Angle Converter
Convert an angle between degrees, radians, gradians and revolutions - handy for geometry, trigonometry and engineering drawings.
About the Angle Converter
This tool converts an angle between degrees, radians, gradians, arcminutes, arcseconds and full revolutions. These units come up in maths, trigonometry, surveying, navigation and engineering drawings, where the same angle is often expressed in whichever system fits the field.
How to use it
- Enter the angle you know into its field, for example 90 in the degrees field.
- Read the equivalent in radians, gradians or revolutions.
- Use arcminutes and arcseconds for fine angular measurements in astronomy or surveying.
The key relationships: a full circle is 360 degrees, which equals 2 pi radians, 400 gradians or 1 revolution. So 180 degrees is pi radians and 90 degrees is pi/2 radians. Radians are the natural unit for calculus and trigonometric functions in most programming languages, which is why this converter is handy when a function expects radians but your data is in degrees. One degree splits into 60 arcminutes and each arcminute into 60 arcseconds. Everything runs in your browser with no data uploaded.

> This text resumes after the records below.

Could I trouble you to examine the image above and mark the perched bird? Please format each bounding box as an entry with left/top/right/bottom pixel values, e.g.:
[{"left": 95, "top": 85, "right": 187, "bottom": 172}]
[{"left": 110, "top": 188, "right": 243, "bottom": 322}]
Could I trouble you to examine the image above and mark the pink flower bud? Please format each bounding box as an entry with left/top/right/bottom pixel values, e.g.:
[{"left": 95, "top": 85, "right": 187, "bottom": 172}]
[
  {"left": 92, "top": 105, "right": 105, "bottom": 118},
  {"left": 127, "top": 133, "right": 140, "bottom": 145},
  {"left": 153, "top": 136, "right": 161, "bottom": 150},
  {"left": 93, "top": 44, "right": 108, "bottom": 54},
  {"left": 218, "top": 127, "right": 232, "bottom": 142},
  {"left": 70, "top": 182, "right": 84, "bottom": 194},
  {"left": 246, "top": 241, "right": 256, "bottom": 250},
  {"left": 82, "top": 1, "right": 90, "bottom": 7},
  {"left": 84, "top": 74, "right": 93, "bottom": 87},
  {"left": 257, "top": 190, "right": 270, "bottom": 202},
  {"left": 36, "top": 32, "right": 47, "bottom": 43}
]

Frequently asked questions
How do I convert degrees to radians?
Multiply degrees by pi/180 (about 0.01745). So 180 degrees equals pi radians (about 3.1416) and 90 degrees equals pi/2 radians.
How many radians are in a full circle?
A full circle is 2 pi radians, about 6.2832. That equals 360 degrees, 400 gradians or one revolution.
What is a gradian?
A gradian (or gon) divides a right angle into 100 parts, so a full circle is 400 gradians. It is used in some surveying and engineering contexts.
How many arcseconds are in a degree?
One degree contains 60 arcminutes, and each arcminute contains 60 arcseconds, so a degree is 3600 arcseconds. These fine units matter in astronomy and precision surveying.